Re: [PATCH 1/2] nbd: enable replace socket if only one connection is configured

Mike Christie <mchristi@xxxxxxxxxx> · Tue, 3 Mar 2020 15:48:47 -0600

On 03/03/2020 03:12 PM, Josef Bacik wrote:
> On 2/28/20 1:40 AM, Hou Pu wrote:
>> Nbd server with multiple connections could be upgraded since
>> 560bc4b (nbd: handle dead connections). But if only one conncection
>> is configured, after we take down nbd server, all inflight IO
>> would finally timeout and return error.
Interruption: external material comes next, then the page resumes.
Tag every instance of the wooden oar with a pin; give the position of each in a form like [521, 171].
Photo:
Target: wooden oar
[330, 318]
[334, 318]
We could requeue them
>> like what we do with multiple connections and wait for new socket
>> in submit path.
>>
>> Signed-off-by: Hou Pu <houpu@xxxxxxxxxxxxx>
>> ---
>>   drivers/block/nbd.c | 17 +++++++++--------
>>   1 file changed, 9 insertions(+), 8 deletions(-)
>>
>> diff --git a/drivers/block/nbd.c b/drivers/block/nbd.c
>> index 78181908f0df..83070714888b 100644
>> --- a/drivers/block/nbd.c
>> +++ b/drivers/block/nbd.c
>> @@ -395,16 +395,19 @@ static enum blk_eh_timer_return
>> nbd_xmit_timeout(struct request *req,
>>       }
>>       config = nbd->config;
>>   -    if (config->num_connections > 1) {
>> +    if (config->num_connections > 1 ||
>> +        (config->num_connections == 1 && nbd->tag_set.timeout)) {
> 
> This is every connection, do you mean to couple this with
> dead_conn_timeout? Thanks,
> 

In

commit 2da22da573481cc4837e246d0eee4d518b3f715e
Author: Mike Christie <mchristi@xxxxxxxxxx>
Date:   Tue Aug 13 11:39:52 2019 -0500

    nbd: fix zero cmd timeout handling v2

we can set tag_set.timeout=0 again.

So if timeout != 0 and num_connections = 1, we requeue here and let
nbd_handle_cmd->wait_for_reconnect decide to wait or fail the command if
dead_conn_timeout is not set.

If timeout = 0, then we give it more time because it might have just
been a slow server or connection. I think this behavior is wrong for the
case Hou is fixing. See comment in the next patch.